Sartorial.

agentic-commerce

How AI Shopping Agents Make Buying Decisions

A 16,000-round study tested how AI shopping agents respond to eight promotional tactics. The results challenge how most merchants think about agent-readiness.

·9 min read·

By Sumit Jagdale · CEO, CTO

Most of the executives who run e-commerce businesses believe they understand what makes AI shopping agents tick.

That belief is what makes a particular piece of research so worth sitting with.

In an exploratory survey of 50 e-commerce executives across the U.S. and UK, the majority said they had already noticed traffic or conversion changes they attribute to AI shopping systems. They are actively trying to improve how those systems engage with their products. And many of them are confident: they believe the cues that persuade human shoppers tend to influence AI purchasing behavior in similar ways, and that they already understand which elements of their sites matter most.

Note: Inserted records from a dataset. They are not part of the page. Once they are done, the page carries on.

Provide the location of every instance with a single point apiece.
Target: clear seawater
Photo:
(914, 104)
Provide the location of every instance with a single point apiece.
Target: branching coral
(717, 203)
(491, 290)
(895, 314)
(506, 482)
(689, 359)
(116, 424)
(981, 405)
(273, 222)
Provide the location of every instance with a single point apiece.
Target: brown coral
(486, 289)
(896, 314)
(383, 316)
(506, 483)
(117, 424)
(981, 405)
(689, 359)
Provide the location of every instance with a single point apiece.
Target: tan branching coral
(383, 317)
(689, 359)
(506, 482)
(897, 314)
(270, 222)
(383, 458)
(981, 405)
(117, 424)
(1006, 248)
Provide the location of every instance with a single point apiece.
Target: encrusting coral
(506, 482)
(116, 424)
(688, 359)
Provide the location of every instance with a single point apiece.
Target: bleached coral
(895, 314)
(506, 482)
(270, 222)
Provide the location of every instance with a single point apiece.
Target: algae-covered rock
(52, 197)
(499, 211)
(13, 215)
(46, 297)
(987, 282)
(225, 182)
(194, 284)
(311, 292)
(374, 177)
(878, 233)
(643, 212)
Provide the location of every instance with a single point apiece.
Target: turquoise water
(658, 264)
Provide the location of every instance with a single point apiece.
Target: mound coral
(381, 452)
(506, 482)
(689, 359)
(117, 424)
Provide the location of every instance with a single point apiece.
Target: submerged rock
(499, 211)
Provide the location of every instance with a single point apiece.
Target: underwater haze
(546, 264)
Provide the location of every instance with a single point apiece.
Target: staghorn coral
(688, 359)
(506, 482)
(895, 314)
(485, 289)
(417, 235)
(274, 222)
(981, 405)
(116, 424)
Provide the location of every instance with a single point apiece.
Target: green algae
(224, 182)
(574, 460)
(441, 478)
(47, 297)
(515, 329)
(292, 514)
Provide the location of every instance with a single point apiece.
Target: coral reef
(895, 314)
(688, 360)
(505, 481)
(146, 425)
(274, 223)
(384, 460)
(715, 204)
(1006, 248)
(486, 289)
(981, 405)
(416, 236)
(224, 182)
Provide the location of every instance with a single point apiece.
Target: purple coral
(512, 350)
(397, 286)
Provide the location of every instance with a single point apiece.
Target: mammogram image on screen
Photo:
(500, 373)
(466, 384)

The research team that ran that survey then ran a different study. They tested eight common promotional mechanisms across four AI models in more than 16,000 simulated shopping rounds. The executives' confidence, it turns out, is misplaced.


What 16,000 shopping rounds found

The study, published by Jafar Sabbah of Bayes Business School in Harvard Business Review in May 2026, built a simulation of how AI agents interact with e-commerce product pages. Four AI systems: GPT-4.1-mini, GPT-5, Gemini 2.5 Pro, and Gemini 2.5 Flash Lite. Eight promotional mechanisms. Products rotated across everyday categories including a phone, a fitness watch, a washing machine, and a mouse pad. 1,000 rounds per AI system per product, yielding more than 16,000 choice situations total.

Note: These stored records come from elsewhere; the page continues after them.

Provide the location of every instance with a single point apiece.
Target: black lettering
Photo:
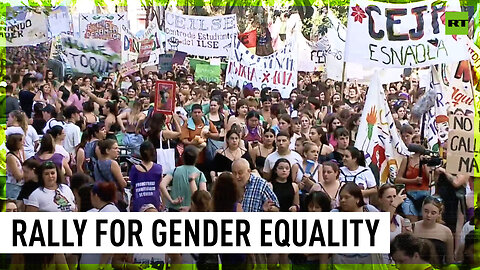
(206, 231)
(265, 233)
(99, 231)
(356, 234)
(282, 242)
(226, 232)
(330, 235)
(390, 13)
(317, 234)
(243, 233)
(162, 234)
(19, 232)
(136, 232)
(371, 23)
(372, 230)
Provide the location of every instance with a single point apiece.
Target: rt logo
(456, 23)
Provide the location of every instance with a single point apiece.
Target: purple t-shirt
(146, 186)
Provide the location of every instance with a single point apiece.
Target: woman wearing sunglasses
(51, 195)
(432, 228)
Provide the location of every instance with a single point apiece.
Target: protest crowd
(166, 139)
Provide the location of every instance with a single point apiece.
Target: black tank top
(285, 194)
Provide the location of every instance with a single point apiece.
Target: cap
(70, 110)
(49, 108)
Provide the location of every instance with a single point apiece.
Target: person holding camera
(416, 182)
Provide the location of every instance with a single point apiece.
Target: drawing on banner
(200, 35)
(88, 56)
(27, 28)
(165, 97)
(462, 151)
(277, 71)
(401, 35)
(106, 27)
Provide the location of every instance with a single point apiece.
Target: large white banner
(27, 28)
(89, 56)
(102, 26)
(401, 35)
(377, 135)
(278, 70)
(200, 35)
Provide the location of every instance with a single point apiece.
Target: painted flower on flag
(358, 14)
(371, 121)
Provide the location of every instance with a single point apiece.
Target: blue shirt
(257, 192)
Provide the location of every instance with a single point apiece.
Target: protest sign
(200, 35)
(463, 148)
(27, 28)
(208, 73)
(278, 70)
(401, 35)
(59, 21)
(165, 97)
(377, 134)
(89, 56)
(146, 47)
(102, 26)
(130, 45)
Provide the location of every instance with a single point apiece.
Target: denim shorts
(408, 206)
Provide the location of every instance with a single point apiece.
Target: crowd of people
(71, 141)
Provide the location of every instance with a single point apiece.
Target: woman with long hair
(46, 152)
(354, 170)
(260, 152)
(133, 123)
(17, 122)
(431, 227)
(232, 151)
(287, 193)
(51, 195)
(146, 175)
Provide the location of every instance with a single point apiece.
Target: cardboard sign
(208, 73)
(27, 28)
(462, 152)
(200, 35)
(102, 26)
(401, 35)
(165, 97)
(278, 70)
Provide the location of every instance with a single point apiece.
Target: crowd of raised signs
(82, 144)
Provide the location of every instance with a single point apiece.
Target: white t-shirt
(47, 200)
(73, 136)
(362, 176)
(293, 157)
(59, 149)
(30, 139)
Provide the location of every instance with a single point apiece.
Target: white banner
(90, 56)
(401, 35)
(60, 21)
(200, 35)
(27, 28)
(377, 134)
(102, 26)
(278, 70)
(217, 232)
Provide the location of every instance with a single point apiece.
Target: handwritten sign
(401, 35)
(200, 35)
(462, 153)
(278, 70)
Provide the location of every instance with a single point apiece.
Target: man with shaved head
(257, 195)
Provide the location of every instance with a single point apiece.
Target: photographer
(416, 183)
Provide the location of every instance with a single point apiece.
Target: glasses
(432, 198)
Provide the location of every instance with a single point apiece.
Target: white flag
(377, 135)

The headline finding was pointed: star ratings were the only badge that consistently pushed selection upward across every AI model tested and every category, mirroring the well-established human reliance on quality signals. Effects from every other mechanism varied by product and context, sometimes dramatically.

Scarcity cues had no effect on some models. Countdown timers produced no stable pattern. Strike-through pricing, which works on humans by creating an anchor that frames the discount as a gain, did not produce a consistent response. Bundling sometimes increased selection, sometimes had no effect, and in at least one case reduced it.

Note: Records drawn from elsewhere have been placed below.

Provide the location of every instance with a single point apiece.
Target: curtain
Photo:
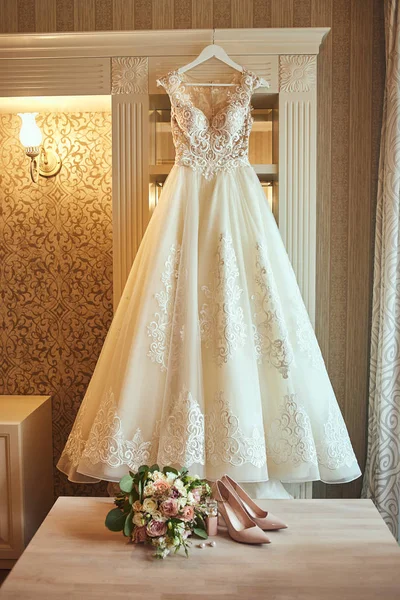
(382, 473)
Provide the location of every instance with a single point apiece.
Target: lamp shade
(30, 134)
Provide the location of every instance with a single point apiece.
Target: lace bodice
(211, 126)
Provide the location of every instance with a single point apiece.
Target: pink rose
(187, 513)
(169, 507)
(197, 494)
(139, 535)
(156, 528)
(161, 487)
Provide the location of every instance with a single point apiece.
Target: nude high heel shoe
(265, 520)
(240, 527)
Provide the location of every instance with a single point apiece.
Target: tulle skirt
(211, 361)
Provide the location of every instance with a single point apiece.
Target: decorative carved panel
(54, 77)
(297, 73)
(130, 75)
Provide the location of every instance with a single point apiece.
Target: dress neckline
(188, 99)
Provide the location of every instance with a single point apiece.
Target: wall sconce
(43, 162)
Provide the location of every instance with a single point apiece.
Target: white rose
(171, 477)
(149, 505)
(190, 498)
(149, 490)
(182, 502)
(157, 516)
(138, 519)
(178, 484)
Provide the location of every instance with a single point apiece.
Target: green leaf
(200, 521)
(140, 487)
(133, 496)
(115, 520)
(200, 533)
(128, 526)
(126, 484)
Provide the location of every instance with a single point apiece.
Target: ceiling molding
(305, 40)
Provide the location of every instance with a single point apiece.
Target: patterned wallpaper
(56, 267)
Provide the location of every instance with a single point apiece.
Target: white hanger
(214, 51)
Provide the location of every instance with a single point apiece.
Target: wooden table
(333, 549)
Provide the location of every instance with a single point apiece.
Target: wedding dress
(211, 361)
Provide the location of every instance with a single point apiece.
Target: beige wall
(351, 68)
(56, 267)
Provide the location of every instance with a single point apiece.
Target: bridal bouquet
(163, 508)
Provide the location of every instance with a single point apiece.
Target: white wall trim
(178, 42)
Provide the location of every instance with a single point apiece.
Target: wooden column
(130, 133)
(297, 178)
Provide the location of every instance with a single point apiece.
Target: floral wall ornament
(129, 75)
(297, 73)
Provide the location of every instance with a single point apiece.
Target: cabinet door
(11, 544)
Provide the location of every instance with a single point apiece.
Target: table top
(332, 549)
(15, 409)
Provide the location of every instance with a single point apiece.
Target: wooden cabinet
(26, 471)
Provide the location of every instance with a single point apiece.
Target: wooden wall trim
(305, 40)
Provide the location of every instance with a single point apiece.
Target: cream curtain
(382, 474)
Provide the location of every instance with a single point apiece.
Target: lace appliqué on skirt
(335, 450)
(269, 329)
(226, 442)
(290, 438)
(76, 443)
(222, 325)
(107, 443)
(160, 328)
(182, 437)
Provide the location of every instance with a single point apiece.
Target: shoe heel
(221, 521)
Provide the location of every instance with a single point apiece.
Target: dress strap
(250, 80)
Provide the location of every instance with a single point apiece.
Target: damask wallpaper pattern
(56, 267)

That variation is itself a signal. AI agents are responding to these cues, but not for the reasons they work on humans. The psychological mechanisms, loss aversion, anchoring, urgency, social proof in the form of purchase counts, are either absent in these systems or operating very differently than decades of human behavioral research would predict.


When more persuasion makes things worse

The study's most strategically significant finding concerns the direction of travel.

The researchers noted a pattern between model capability and promotional receptivity. The non-reasoning models (Gemini 2.5 Flash Lite and GPT-4.1-mini) were generally more responsive to promotional cues. The reasoning models (GPT-5 and Gemini 2.5 Pro) were less responsive. In several cases, they appeared to penalize overt persuasion cues, as though interpreting heavy promotional language as a quality signal in the wrong direction.

The authors were careful to frame this as a pattern, bounded by model and category, rather than a universal rule. The same badge could produce opposite effects on the same model depending on the product involved. The directional conclusion is still clear: the marketing playbook optimized for human psychology is actively losing its footing with capable AI systems. With the most advanced reasoning models, heavy promotion is working against the seller.

The study's own framing: "The direction of travel is toward agents where more persuasion produces less selection." Merchants that have spent years engineering urgency and scarcity into their product pages are building habits and infrastructure that may increasingly cost them every time a capable reasoning system evaluates their catalog.


The decision gap compounds as agents take on more autonomy

One study of current agent behavior would be significant on its own. What makes it a strategic priority is what McKinsey QuantumBlack's automation curve shows about where things are going.

McKinsey describes six distinct levels of commerce autonomy, from Level 0 (pre-agentic auto-ship subscriptions) through Level 5 (fully networked multiagent coordination). Today's most common experiences sit at Levels 1 and 2: a system compares options and summarizes trade-offs, or assembles a purchase-ready basket for human approval. Meaningful surfaces, but still the conservative end of the curve.

At Level 3, the consumer authorizes the system to execute purchases within defined guardrails. Orders are placed, substitutions handled, exceptions escalated only when something falls outside the rules. The next step, Level 4, operates against standing intents: continuously monitoring needs, optimizing against longer-term goals, with the shopper reviewing outcomes rather than approving individual transactions. Level 5 is where AI systems negotiate directly with other AI systems across merchants and platforms, removing the human from the transaction loop almost entirely.

The decision gap documented by the HBR study compounds with each of those steps. At the Assist stage, a system that misreads your promotional signals produces a flawed summary. Manageable. At the Authorize stage (Level 3), it makes purchasing decisions on someone else's behalf without a human reviewing each choice. At Level 4, operating on standing intents, it shapes a consumer's ongoing supply of goods across months. Each progression raises the cost of having the wrong model of what your products are for and who they serve.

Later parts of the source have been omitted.